Quel mécanisme a conduit à ce rejet populaire ? La veille, une synergie de mouvements citoyens RDC avait publiquement désavoué l’initiative, brandissant l’argument implacable de la précarité économique. « Appauvrir davantage une population qui vit au jour le jour » constituerait, selon eux, une faute stratégique. Cette fracture au sein des forces vives de la province révèle un malaise profond : jusqu’où peut-on sacrifier le quotidien des Congolais sur l’autel de la protestation politique ?
Le cœur du différend réside dans des allégations sensibles : détournements de fonds publics et ventes illicites de concessions dans la zone d’Akokoma, impliquant certaines autorités provinciales. Pourtant, comme le soulignent les mouvements dissidents, ces accusations font déjà l’objet d’une enquête Akokoma menée par une commission parlementaire locale. D’autres griefs contre l’exécutif provincial seraient également à l’étude. La société civile aurait-elle brûlé les étapes d’un processus institutionnel en cours ?
La position des opposants au boycott repose sur une analyse pragmatique : à quoi bon paralyser l’économie provinciale quand les mécanismes de contrôle semblent enclenchés ? Leur appel à « privilégier l’intérêt général » sonne comme un rappel à l’ordre adressé à des organisations parfois perçues comme déconnectées des réalités populaires. Cette défiance soulève une question fondamentale : quelle légitimité pour une société civile dont les mots d’ordre sont publiquement désertés ?
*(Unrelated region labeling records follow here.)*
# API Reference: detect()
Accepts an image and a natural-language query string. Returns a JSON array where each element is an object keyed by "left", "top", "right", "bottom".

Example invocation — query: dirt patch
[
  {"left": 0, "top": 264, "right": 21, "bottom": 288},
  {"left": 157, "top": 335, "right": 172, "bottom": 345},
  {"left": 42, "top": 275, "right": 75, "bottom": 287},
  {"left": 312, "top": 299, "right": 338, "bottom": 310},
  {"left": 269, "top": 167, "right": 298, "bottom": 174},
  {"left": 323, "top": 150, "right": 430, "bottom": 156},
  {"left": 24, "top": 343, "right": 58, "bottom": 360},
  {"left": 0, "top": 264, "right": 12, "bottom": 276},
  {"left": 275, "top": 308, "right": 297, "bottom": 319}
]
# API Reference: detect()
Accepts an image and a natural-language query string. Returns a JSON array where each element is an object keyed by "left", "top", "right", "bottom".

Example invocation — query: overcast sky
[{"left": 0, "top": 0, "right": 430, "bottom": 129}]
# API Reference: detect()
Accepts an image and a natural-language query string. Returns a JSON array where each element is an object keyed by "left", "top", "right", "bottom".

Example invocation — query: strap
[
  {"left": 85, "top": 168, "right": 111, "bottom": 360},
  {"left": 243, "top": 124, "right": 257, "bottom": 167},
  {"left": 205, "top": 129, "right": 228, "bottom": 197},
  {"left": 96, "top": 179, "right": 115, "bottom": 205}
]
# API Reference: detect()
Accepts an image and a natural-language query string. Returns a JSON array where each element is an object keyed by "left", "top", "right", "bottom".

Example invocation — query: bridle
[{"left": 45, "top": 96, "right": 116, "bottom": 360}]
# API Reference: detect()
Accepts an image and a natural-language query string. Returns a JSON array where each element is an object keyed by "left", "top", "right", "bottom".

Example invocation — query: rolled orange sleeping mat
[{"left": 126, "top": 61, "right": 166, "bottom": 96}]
L’échec de cette opération ville-morte pourrait marquer un tournant dans les stratégies contestataires au Haut-Uele. Alors que l’enquête Akokoma progresse dans les couloirs de l’Assemblée provinciale, les mouvements citoyens semblent opter pour une pression institutionnelle plutôt que pour la confrontation frontale. Un réalisme politique qui, s’il marginalise les plus radicaux, interroge sur l’efficacité des méthodes de protestation traditionnelles dans un contexte économique asphyxié. Le prochain acte de ce dossier sensible dépendra désormais des conclusions parlementaires – et de la capacité des différents acteurs à canaliser les mécontentements sans brûler les ressorts vitaux de l’économie locale.